Finding evidence on the lynching of Tom Stover was especially difficult. The Montgomery Advertiser piece was the only article I was able to find that detailed the lynching. It came from the Morgan County Archives. The only other primary sources I was able to unearth were two articles that cited a rise in overall lynchings nationwide in 1908. Both sources gave “attempted assault” as the justification for Stover’s lynching. The two sources went on to say of overall lynching trends: “The Lynching record for 1908 shows the practice of taking summary vengeance on persons guilty of certain forms of crime is increasing rather than diminishing.” The article goes on to cite a nationwide rise, rather than just a spike in the volatile South. “Though the rest of the lynchings occurred in the south, they were not confined to that section by any means.”

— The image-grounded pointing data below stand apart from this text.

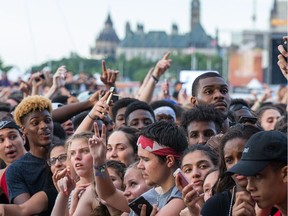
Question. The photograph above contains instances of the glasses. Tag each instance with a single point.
(61, 158)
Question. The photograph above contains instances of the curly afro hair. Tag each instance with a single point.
(30, 104)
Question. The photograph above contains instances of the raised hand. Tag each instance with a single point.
(59, 76)
(97, 145)
(108, 76)
(282, 59)
(101, 108)
(66, 184)
(143, 210)
(25, 88)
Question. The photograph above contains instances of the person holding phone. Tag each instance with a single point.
(159, 148)
(282, 57)
(231, 148)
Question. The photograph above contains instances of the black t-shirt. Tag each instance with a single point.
(217, 205)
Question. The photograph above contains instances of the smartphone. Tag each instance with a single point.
(183, 180)
(115, 98)
(285, 45)
(137, 203)
(42, 76)
(111, 90)
(247, 119)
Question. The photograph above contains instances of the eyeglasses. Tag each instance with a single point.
(61, 158)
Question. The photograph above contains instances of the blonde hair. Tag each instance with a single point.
(30, 104)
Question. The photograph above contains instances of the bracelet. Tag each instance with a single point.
(154, 78)
(91, 117)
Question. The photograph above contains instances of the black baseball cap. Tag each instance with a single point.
(9, 124)
(261, 149)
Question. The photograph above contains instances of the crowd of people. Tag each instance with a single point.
(99, 155)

I was unable to uncover any biological or ancestral information regarding Tom Stover or his alleged victim, Miss White. There was also no information on the mob that lynched Stover, as reporters claimed that none of the men were recognized because “it was dark and the men’s faces were blacked.” I am hoping to receive more information on the Stover lynching and his victim from the Morgan County Archives in the coming weeks.